According to a federal lawsuit filed in Brooklyn, a group has been accused of orchestrating minor collisions and inflating or fabricating injuries since at least 2019. Uber claims that in some cases, the accidents were genuine, but the chosen treatment was excessive. The ride-hailing company alleges that certain patients underwent invasive procedures, such as spinal fusions, for conditions that either did not exist or were preexisting.
Under New York’s no-fault insurance laws, individuals involved in accidents can receive prompt reimbursement for their medical expenses. However, rideshare drivers are obligated to carry significantly higher coverage, up to $200,000, compared to regular motorists who are required to have coverage up to $50,000. Uber contends that this discrepancy has made its drivers and passengers more susceptible to fraudulent claims.
Uber’s lawsuit is just one facet of a broader conflict surrounding the escalating expenses of insurance. Uber’s CEO, Dara Khosrowshahi, has been actively advocating for insurance and legal reforms, citing fraud and an influx of litigation as key factors driving up costs.

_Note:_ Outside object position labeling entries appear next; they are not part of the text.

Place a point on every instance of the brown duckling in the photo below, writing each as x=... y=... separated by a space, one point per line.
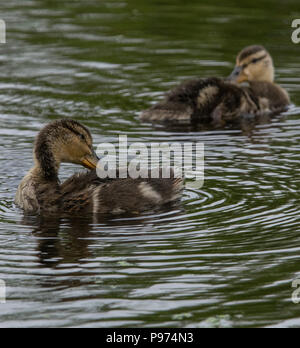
x=68 y=141
x=250 y=89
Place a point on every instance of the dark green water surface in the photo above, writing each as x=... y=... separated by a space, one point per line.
x=229 y=256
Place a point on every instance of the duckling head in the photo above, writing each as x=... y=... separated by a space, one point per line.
x=64 y=141
x=254 y=63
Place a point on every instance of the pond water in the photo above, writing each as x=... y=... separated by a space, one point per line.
x=227 y=257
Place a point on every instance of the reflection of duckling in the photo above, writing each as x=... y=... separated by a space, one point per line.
x=68 y=141
x=224 y=101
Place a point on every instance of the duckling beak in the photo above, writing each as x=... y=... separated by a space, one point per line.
x=90 y=161
x=236 y=75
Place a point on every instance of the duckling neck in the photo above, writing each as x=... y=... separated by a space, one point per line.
x=46 y=165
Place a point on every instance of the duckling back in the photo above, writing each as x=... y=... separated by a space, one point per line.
x=87 y=192
x=216 y=101
x=202 y=101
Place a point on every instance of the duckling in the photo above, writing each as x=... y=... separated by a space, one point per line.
x=68 y=141
x=249 y=90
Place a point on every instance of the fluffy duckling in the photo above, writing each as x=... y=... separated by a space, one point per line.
x=250 y=89
x=40 y=192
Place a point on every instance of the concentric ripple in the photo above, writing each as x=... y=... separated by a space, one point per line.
x=228 y=254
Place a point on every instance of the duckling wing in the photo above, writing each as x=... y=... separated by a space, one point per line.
x=272 y=98
x=86 y=192
x=193 y=100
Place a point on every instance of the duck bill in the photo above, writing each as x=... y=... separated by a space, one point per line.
x=91 y=161
x=237 y=75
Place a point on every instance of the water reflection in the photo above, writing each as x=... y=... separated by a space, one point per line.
x=234 y=248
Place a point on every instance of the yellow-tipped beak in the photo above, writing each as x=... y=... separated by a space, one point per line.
x=237 y=75
x=90 y=161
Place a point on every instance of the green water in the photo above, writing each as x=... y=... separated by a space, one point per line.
x=229 y=255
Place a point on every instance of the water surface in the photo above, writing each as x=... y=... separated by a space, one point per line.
x=229 y=255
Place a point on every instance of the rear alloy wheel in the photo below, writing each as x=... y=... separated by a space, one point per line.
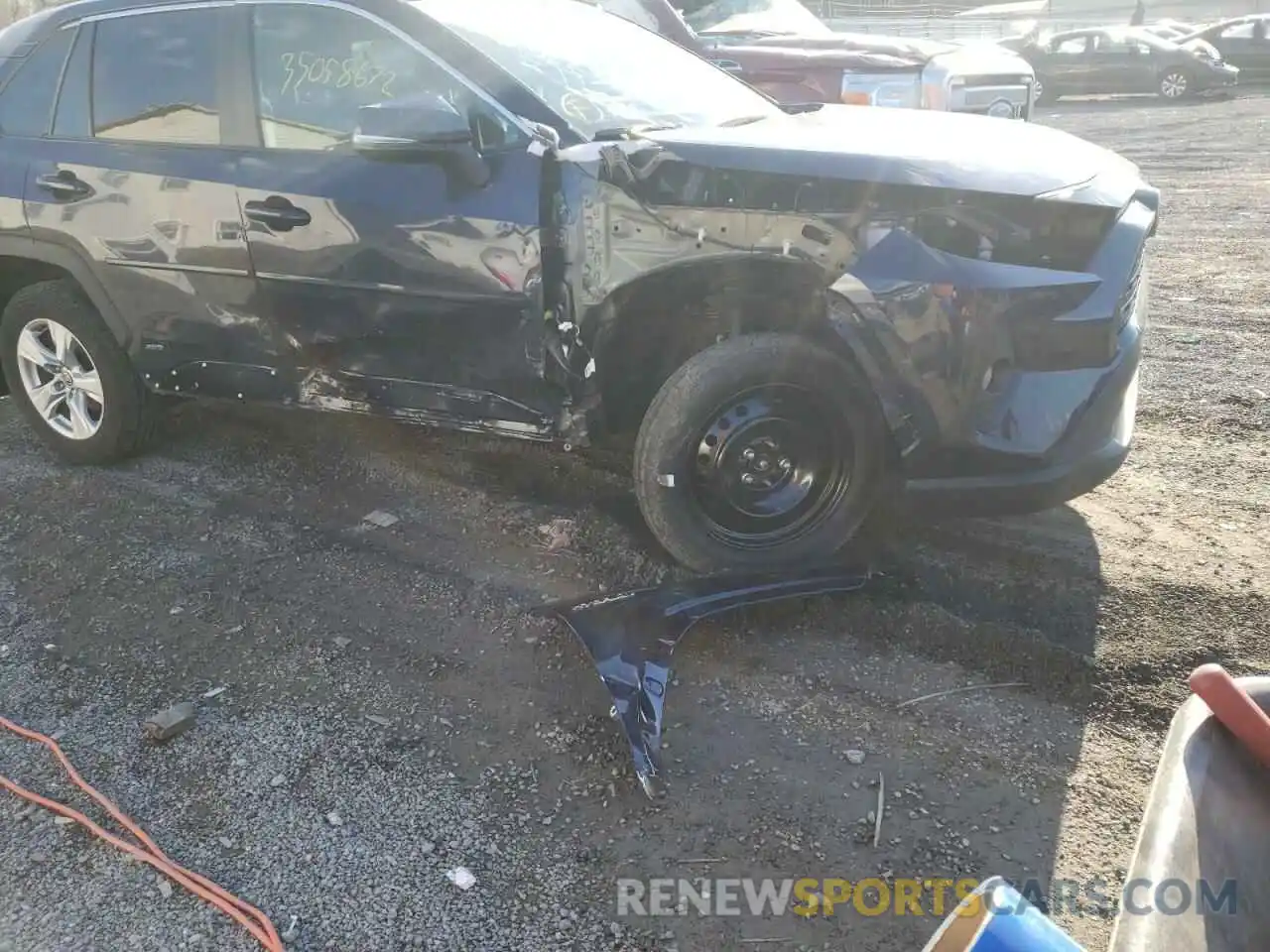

In the end, it is the customers of rideshare services who are burdened with the brunt of these mounting expenses, as they are left to contend with higher service rates.
Previously, the company filed a lawsuit against American Transit Insurance Co. (ATIC), the largest taxi insurer in New York, alleging mishandling of claims. According to Insurance Journal, ATIC, which provides coverage for approximately 60% of the city’s for-hire vehicles, has been facing financial difficulties with reported net losses of $700 million. ATIC attributes a significant portion of these losses to widespread fraud and has retaliated by filing its own lawsuit seeking $450 million from medical providers and clinics.
New York regulators are actively seeking solutions to address the financial challenges faced by ATIC. They are currently exploring various options, including potential premium increases and the implementation of new policies, in order to stabilize the market. Governor Kathy Hochul has proposed legislation that aims to provide regulators with greater flexibility in adjusting rates for commercial car insurance.